Let TV audiences give thanks for Abby Whelan, the Scandal character who has survived by surprising. Pigeonholed as the shrieking shrew in the ABC hit's earliest episodes, Abby (played by Darby Stanchfield) was surrounded by far more appealing characters. There was Stephen, the beguiling Brit (Henry Ian Cusick). There was Harrison (Columbus Short), he of bluster and pride and monologues about being a Gladiator. There was Quinn (Katie Lowes), the brunette newcomer With A Past.
And then there was Abby. It was hard to like Abby. Abby existed to be mean and abrasive and pretty good at her job. But as the gladiators of Olivia Pope (Kerry Washington) fell away, Abby survived. And this season, Abby has thrived. Her new position as White House press secretary has given her renewed purpose (and, on a more shallow note, spectacular hair). Last night's episode put the focus directly on Abby as her abusive ex-husband entered the picture. It was a showcase episode for Stanchfield, who got deeper into Abby's psyche than ever before.
It was a stellar episode, start to finish—the kind of episode that would have been impossible for Scandal to produce just last year.

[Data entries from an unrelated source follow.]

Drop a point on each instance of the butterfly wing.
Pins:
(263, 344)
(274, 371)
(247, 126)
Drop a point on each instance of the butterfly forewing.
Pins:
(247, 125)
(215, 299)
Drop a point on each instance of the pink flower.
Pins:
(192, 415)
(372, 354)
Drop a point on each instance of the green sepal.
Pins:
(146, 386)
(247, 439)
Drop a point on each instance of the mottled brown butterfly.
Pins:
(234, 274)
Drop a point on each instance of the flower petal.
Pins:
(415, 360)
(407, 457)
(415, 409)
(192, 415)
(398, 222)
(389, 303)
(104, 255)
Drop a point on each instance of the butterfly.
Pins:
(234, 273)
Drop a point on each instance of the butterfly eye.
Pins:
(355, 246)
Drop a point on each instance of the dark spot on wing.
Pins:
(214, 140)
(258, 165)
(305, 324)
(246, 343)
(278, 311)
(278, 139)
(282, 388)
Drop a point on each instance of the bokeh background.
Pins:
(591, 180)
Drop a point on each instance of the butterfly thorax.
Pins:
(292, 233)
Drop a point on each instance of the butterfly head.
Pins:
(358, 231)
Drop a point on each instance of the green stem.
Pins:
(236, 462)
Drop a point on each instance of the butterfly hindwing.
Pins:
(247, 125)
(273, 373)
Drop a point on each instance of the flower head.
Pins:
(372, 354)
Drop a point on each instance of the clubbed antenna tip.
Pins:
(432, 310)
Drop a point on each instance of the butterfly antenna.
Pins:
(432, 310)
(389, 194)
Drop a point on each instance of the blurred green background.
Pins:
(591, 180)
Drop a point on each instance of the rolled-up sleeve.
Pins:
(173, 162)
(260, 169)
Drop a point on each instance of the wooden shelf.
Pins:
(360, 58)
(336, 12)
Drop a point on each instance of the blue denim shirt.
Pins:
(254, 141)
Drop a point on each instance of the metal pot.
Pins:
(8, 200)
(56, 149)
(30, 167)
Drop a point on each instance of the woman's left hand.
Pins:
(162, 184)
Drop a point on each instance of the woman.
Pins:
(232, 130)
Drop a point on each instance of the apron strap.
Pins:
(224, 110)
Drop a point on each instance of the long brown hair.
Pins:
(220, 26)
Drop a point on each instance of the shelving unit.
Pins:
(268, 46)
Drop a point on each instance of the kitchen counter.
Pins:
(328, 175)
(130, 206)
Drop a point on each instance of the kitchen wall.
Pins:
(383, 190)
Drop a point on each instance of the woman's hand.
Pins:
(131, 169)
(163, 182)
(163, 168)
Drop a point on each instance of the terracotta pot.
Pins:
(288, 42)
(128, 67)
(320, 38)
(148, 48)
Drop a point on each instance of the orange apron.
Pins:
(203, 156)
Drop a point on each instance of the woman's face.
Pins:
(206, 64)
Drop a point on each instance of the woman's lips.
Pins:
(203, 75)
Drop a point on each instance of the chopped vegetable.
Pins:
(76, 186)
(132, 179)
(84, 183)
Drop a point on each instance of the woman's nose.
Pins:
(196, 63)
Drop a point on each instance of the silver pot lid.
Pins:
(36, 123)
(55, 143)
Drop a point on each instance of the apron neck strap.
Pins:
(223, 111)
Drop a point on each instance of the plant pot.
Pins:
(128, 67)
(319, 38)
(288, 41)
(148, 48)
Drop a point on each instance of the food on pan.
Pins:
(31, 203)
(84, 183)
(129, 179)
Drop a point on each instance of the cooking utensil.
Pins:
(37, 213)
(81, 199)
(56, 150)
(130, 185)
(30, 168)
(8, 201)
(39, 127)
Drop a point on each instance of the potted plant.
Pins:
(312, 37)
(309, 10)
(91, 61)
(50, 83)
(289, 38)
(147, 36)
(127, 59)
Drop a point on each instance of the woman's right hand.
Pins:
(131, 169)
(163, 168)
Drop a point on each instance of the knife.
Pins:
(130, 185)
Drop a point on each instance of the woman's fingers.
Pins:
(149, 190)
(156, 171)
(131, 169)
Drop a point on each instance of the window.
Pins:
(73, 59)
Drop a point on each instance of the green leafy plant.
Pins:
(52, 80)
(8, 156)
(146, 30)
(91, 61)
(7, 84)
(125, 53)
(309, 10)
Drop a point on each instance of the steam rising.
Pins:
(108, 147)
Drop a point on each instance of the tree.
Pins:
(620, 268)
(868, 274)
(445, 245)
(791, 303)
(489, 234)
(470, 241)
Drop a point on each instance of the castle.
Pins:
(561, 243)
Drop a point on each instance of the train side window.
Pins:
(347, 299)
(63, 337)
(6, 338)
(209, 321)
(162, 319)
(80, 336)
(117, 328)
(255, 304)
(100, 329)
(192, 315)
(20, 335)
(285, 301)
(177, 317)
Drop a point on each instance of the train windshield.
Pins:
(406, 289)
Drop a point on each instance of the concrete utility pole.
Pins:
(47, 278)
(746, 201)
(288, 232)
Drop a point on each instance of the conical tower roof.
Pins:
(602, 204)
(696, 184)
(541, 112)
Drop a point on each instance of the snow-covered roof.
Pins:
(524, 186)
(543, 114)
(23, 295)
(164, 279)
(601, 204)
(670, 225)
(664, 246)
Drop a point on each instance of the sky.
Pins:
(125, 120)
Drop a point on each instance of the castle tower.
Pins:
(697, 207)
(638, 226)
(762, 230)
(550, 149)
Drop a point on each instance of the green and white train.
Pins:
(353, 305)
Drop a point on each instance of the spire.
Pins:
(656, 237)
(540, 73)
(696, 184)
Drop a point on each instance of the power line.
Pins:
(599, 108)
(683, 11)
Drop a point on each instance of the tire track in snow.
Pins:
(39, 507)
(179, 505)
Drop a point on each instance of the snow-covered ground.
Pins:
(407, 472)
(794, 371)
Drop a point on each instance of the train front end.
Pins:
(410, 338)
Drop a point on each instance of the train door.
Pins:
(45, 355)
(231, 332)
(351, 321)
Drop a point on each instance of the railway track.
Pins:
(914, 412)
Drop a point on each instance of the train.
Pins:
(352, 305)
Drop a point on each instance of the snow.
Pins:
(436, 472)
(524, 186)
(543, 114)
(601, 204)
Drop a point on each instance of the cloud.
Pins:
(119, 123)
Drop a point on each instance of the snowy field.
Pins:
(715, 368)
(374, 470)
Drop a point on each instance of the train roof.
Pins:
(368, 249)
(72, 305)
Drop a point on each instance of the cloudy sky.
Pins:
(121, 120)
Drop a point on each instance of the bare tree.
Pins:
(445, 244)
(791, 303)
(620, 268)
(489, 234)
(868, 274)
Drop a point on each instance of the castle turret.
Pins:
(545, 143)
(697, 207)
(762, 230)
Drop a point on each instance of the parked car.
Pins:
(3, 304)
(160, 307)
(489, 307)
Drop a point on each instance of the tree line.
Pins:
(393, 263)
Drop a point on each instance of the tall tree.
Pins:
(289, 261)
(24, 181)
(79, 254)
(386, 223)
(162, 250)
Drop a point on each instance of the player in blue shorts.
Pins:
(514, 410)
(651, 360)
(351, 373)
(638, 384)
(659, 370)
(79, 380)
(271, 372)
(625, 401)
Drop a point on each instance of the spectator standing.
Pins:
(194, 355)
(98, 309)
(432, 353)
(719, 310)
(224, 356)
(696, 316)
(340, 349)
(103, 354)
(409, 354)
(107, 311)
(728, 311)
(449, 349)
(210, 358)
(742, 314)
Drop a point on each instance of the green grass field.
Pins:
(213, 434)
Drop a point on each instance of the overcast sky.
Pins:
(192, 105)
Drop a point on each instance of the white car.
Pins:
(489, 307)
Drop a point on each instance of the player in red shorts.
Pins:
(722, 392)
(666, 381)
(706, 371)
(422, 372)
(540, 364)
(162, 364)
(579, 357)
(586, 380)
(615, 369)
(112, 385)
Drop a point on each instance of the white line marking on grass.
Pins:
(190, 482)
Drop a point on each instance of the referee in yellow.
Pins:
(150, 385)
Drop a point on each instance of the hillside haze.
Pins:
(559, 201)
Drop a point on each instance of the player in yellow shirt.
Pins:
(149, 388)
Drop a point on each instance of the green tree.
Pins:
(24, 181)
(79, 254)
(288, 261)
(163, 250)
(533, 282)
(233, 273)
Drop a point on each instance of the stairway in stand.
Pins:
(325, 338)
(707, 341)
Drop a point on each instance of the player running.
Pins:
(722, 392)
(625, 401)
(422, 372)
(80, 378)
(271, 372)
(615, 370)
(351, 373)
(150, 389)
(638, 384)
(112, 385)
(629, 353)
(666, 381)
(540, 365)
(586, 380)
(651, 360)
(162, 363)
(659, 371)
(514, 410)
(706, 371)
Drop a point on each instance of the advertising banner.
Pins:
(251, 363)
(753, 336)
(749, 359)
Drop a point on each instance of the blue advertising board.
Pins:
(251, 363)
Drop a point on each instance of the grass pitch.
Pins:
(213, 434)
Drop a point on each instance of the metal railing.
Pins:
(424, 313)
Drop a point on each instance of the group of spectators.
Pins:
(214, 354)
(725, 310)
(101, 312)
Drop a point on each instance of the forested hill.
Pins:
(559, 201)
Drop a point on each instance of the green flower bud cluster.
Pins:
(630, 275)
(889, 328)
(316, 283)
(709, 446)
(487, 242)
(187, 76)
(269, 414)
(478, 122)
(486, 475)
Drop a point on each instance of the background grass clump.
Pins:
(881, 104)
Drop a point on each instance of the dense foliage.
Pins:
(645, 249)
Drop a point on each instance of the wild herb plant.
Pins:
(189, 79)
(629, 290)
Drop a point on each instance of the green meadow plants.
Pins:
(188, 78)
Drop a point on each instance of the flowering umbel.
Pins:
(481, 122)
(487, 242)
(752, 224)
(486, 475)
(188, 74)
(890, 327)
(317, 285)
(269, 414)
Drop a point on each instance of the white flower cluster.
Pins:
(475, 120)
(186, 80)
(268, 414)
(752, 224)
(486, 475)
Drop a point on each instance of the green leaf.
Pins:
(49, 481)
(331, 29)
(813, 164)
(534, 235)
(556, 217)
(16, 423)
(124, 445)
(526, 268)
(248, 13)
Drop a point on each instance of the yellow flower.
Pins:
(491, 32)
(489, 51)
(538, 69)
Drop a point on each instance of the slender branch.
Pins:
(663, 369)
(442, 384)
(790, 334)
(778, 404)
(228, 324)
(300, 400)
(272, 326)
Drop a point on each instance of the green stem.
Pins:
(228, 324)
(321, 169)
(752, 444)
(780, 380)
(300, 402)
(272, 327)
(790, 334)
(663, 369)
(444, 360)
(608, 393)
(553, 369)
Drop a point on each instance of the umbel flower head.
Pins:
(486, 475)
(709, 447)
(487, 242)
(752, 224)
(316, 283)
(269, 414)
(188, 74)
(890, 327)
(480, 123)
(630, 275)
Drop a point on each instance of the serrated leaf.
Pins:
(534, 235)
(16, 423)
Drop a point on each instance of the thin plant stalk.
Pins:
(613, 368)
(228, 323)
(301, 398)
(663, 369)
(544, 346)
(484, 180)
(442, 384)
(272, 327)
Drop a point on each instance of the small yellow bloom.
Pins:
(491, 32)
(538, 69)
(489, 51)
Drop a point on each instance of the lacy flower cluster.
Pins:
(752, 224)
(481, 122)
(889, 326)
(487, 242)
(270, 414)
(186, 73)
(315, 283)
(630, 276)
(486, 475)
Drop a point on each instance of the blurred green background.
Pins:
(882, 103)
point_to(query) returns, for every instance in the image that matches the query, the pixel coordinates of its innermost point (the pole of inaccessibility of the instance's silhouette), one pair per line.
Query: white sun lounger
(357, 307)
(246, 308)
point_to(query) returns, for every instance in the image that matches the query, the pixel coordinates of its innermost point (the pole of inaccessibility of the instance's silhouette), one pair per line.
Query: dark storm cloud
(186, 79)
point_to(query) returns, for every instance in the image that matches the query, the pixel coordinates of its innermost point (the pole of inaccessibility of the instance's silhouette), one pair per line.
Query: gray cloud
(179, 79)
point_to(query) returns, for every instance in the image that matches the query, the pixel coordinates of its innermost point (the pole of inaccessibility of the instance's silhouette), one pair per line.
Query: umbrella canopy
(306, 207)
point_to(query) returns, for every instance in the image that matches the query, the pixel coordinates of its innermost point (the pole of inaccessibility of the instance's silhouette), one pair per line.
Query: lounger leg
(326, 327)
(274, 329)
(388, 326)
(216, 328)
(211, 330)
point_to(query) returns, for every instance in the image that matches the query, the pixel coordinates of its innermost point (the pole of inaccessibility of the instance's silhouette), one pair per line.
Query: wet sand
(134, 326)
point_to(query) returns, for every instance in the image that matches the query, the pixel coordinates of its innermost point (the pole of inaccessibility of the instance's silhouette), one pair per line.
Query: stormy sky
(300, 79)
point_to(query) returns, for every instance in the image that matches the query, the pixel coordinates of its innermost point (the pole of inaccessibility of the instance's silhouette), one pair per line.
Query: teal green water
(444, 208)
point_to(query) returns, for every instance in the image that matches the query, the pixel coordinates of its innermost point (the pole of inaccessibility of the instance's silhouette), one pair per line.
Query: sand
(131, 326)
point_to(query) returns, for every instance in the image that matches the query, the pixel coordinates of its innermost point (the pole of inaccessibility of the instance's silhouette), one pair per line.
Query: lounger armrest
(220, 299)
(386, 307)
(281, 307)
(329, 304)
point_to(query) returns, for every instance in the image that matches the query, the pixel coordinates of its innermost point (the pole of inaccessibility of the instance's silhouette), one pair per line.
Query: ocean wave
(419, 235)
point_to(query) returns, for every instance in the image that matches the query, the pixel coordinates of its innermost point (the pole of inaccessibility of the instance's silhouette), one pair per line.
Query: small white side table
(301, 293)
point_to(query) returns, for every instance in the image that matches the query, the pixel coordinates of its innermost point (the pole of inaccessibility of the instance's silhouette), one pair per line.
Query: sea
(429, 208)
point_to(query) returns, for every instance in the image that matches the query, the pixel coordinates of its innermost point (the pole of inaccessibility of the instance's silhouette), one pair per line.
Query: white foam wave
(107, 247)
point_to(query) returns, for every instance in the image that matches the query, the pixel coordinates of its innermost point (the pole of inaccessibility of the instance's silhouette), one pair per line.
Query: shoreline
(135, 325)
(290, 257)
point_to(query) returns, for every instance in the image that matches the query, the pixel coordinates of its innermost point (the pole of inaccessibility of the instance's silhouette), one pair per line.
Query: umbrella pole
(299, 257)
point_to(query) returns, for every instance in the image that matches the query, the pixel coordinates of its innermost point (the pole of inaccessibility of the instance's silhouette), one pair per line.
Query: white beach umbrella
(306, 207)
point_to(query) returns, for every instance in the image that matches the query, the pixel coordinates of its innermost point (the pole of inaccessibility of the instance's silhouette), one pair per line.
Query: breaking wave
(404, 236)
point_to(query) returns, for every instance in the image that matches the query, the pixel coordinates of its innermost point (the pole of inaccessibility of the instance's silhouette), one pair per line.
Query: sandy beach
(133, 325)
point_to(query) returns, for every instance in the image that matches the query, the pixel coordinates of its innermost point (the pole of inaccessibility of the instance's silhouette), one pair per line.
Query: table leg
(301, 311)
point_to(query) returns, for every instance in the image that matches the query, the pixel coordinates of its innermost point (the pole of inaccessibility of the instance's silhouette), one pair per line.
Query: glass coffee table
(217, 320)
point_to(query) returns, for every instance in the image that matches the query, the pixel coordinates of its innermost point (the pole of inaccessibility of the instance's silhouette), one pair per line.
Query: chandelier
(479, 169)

The third season of Scandal was a mess; of this, there is little disagreement. Depending on one's taste, it was either a beautiful mess, taking the Shonda Soap form to its natural extreme ... or it was a disaster, sacrificing character development for shocks and twists and hashtags. But no matter whether one liked it or not (full disclosure: I did not), it was a mess.
How to Get Away with Murder's freshman season is much like Scandal's third. It works at an insanely high pitch—every moment is meant to inspire gasps and tweets and OMGs. But unlike Scandal (which, yes, had twists and turns from its very first episode, but the characters always took precedence), Murder is designed as a roller coaster. Moments like "why is your penis on a dead girl's phone" are what the show is made for. It's why Murder is the breakout hit of the season, ruling the ratings roost in the advertiser-friendly 18-49 demographic not just among new shows, but among all dramas on network TV.
Murder also represents a rather nifty bit of self-counter-programming on ABC's part. Scandal was a major hit last season, increasing its audience by 45 percent when most shows continued to hemorrhage viewers. But the twist-focused plotting—and the increased focus on other characters during Washington's real-life pregnancy—was untenable. Scandal is a show about the people within it, first and foremost Olivia Pope.
But Scandal was not sold as a character-focused drama. It was sold as a thrilling political soap. When those two shows intersected—like in season two's brilliant "stolen moments aren't a life" monologue—the result was something truly special. Unfortunately, season three made those moments scarce.
In last night's episode, during a confrontation with her ex-husband, Abby pulls a gun and threatens to shoot him. Season three Scandal would have featured that moment heavily in previews—and she probably would have shot him, too. She also would have called Huck (Guillermo Diaz) to help her, and Huck would have sawed the body into parts, and each part would be hidden in a different senator's office. Then it would turn out that the body parts were turned into bombs by B6-13, and Olivia would have to deliver emotional monologues to her father (Joe Morton) while he screamed back at her about defending the Republic. Or something like that.
Instead, we got Abby going to Olivia and confessing tearfully how right and good it felt to want to shoot her husband. Olivia, looking fearful, slowly took the gun away from her, then talked to her about her options. It was still tense and dramatic, but felt realistic and organic. I know you can't sell that with a hashtag, but damn if it isn't affecting.
ABC has to be happy with these results: Scandal is still a big hit, while Murder is even bigger. It would, of course, be better if Murder was a consistent show—the past three episodes have been anywhere from decent-to-awful, largely because the creative team insists on structuring episodes around their purposefully unlikable characters. As it stands, Murder is probably headed down the same road Scandal was pointed towards before its course correction: a complete and utter derailing within the next season or so. What Scandal season two—a truly masterful season of TV—showed is that a program can be crazy and emphasize plotting over appealing characters for a while, but it's still got to be good. If the quality isn't there—like with Murder right now—audiences are eventually going to tune out.
Perhaps that's why ABC and superproducer Shonda Rhimes aren't letting go of Scandal's craziest bits just yet. Olivia's father Rowan is still around, delivering the frenzied monologues that won Joe Morton the Emmy for Best Guest Actor this year, and they've recently announced her presumed-dead mother Maya (Khandi Alexander) will be returning, too. This is dangerous, to say the least. Maya and Rowan were simultaneously the best and worst parts of season three. Morton and Alexander are masterful actors ... but they weren't really connected to Scandal's heart. They were a really crazy spinoff that kept getting in the way of the main show.
Still, Rhimes seems to have gotten Scandal's groove back, and as long as Murder keeps drawing viewers, I can't see her or ABC abandoning the subtler-but-still-stellar Scandal 4.0 just yet. It's a show that deserves its time to entertain us, even if our reaction is less a virtual "#OMG" and more a gasp followed by an appreciative "wow."